Эмир только что сказал забиту, что твоя дочь Зоя обязательно умрет, хотя он сделал все для ее выздоровления.
– Да, добрый человек, эмир и мне открыл, что нет никакой надежды! – вздохнул староста. – Он говорит, что дочь моя не доживет и до конца недели.
– Иншаллах! – согласился добрый турок, – что же поделаешь, Панайот, как говорится:
"буюн бана иссе, ярын сана дыр!" [30] Явившись с этими вестями домой, Панайот даже подивился, как они обрадовали попа Иоанна.
На следующее утро весь поселок услыхал о кончине дочери старосты, прекрасной Зои. Многих опечалила весть о безвременной смерти юной красавицы. Когда слух дошел до канцелярии забита, Али-Магомет с досады закрыл присутствие и велел подать себе коня, чтобы уехать домой. Он не пожелал видеть печальную процессию, которая должна была проследовать под окнами канцелярии: греки хоронили своих покойников обязательно в самый день смерти; к вечеру их несли отпевать в часовню, а земле предавали в темноте ночи.
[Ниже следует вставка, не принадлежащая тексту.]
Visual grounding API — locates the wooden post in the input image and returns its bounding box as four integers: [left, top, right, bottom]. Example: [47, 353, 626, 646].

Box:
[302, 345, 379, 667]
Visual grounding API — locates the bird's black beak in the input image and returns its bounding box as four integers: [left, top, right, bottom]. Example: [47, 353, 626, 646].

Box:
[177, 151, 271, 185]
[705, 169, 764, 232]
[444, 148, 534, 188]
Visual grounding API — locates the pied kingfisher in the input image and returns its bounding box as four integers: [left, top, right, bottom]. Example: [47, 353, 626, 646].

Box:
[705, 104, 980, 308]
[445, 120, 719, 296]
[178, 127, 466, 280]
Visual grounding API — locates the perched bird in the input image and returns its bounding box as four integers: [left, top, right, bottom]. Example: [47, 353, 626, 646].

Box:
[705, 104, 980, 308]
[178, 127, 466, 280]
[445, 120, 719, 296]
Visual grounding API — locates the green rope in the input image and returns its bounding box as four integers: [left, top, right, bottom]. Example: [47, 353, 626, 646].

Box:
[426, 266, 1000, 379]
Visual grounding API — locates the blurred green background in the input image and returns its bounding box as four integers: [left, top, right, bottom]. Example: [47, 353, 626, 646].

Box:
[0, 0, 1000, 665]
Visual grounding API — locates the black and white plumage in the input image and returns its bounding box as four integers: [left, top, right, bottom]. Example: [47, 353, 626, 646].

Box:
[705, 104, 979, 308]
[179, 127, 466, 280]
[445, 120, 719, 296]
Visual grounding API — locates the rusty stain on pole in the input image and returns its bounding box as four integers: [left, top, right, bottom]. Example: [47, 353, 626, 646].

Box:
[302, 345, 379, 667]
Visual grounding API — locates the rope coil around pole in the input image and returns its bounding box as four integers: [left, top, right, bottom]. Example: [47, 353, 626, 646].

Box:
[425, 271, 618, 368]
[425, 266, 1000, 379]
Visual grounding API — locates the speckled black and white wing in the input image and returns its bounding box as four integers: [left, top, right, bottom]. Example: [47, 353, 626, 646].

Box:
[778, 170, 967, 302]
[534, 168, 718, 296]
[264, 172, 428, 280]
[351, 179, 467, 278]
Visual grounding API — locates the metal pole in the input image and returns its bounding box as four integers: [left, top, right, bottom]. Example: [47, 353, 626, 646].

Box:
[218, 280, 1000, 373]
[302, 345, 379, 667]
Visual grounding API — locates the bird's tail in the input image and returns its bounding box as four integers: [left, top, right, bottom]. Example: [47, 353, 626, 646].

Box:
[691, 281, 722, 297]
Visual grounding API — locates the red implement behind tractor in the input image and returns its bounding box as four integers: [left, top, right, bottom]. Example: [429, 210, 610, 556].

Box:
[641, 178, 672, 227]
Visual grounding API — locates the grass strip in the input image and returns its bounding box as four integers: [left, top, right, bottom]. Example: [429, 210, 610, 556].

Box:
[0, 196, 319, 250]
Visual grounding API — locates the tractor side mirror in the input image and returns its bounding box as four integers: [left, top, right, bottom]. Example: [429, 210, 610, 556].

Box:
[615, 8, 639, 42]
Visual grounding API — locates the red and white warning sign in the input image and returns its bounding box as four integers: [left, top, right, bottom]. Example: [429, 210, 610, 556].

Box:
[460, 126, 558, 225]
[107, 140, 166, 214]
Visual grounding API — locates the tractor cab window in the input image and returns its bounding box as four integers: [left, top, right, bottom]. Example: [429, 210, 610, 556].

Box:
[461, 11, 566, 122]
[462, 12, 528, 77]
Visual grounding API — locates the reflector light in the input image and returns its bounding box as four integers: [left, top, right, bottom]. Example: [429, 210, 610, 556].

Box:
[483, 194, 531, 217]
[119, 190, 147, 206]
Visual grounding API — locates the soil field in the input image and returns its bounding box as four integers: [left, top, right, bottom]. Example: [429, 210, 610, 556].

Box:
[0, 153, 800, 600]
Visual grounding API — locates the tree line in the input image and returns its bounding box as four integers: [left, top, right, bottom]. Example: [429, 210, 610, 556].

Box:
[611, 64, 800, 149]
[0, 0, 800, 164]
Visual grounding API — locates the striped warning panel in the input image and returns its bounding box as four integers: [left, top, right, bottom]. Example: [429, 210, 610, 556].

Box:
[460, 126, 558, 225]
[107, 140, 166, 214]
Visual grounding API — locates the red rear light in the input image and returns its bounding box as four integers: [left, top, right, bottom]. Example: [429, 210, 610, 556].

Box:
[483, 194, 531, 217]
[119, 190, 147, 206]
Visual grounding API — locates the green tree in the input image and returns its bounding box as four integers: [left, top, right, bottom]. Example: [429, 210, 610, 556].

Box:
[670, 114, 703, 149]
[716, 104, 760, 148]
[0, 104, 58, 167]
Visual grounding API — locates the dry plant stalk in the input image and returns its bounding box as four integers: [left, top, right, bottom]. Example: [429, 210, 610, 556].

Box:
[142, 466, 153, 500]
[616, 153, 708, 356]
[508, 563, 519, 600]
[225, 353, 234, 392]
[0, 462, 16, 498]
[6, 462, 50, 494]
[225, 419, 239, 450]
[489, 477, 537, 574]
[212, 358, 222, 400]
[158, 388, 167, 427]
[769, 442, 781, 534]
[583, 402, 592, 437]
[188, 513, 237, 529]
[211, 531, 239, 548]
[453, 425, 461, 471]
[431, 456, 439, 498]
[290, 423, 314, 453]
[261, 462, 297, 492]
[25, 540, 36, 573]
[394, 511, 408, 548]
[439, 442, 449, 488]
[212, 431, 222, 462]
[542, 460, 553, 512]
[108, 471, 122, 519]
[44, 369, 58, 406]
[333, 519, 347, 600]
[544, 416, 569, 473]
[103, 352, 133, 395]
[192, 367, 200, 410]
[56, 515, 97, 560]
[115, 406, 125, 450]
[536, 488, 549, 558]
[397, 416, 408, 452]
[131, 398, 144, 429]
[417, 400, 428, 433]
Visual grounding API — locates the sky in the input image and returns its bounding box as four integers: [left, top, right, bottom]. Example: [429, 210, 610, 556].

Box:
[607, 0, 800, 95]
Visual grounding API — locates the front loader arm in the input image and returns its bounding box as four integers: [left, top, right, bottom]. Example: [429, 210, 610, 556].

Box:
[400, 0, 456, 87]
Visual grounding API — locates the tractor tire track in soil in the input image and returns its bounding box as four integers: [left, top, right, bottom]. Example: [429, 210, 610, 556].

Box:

Телохранитель, поддерживающий стремя, осторожно ввел в него носок мягкого сафьянового сапожка, а затем пособил Али-Магомету поднять в седло грузное тело.
Хмурясь и не глядя по сторонам, покачивался в мягком покойном седле Али-Магомет, сопровождаемый на почтительном расстоянии двумя конными слугами. Вдруг один из них пришпорил коня – и догнал своего господина. Тот сердито взглянул на дерзкого, осмелившегося нарушить раздумье властелина. Слуга же указал рукоятью плети на море. К причалу приближалась шлюпка с тремя иностранными матросами-гребцами. Али-Магомет разглядел название корабля "Валетта", обозначенное на носу шлюпки, и чело его прояснилось. Он заметил, что на корме примостилась маленькая фигурка, с ног до головы укутанная в белую одежду, похожую на арабский бурнус.
– Скачи на пристань, – приказал Али-Магомет слуге. – Пусть все, кто прибыл на шлюпке, направляются прямо ко мне в канцелярию. Никого к ним не допускать, кроме моего личного писца и… Метью Глена. Сказать, что сам я прибуду позднее. Поспеши!
Сопровождаемый вторым слугою, Али-Магомет свернул с тропы на проезжую дорогу и галопом поскакал в сторону Стамбула.
Вскоре он придержал разгоряченного коня, отдал поводья слуге и вошел в кофейню села Бакырей. Каведжи Ахмет быстро провел гостя в особую потайную комнату. Здесь, в нетерпеливом ожидании, прохаживался человек в дорожной одежде – доверенное лицо Али-Магомета, снискавшее за сравнительно недолгое знакомство, всего за несколько месяцев, полное расположение сардара.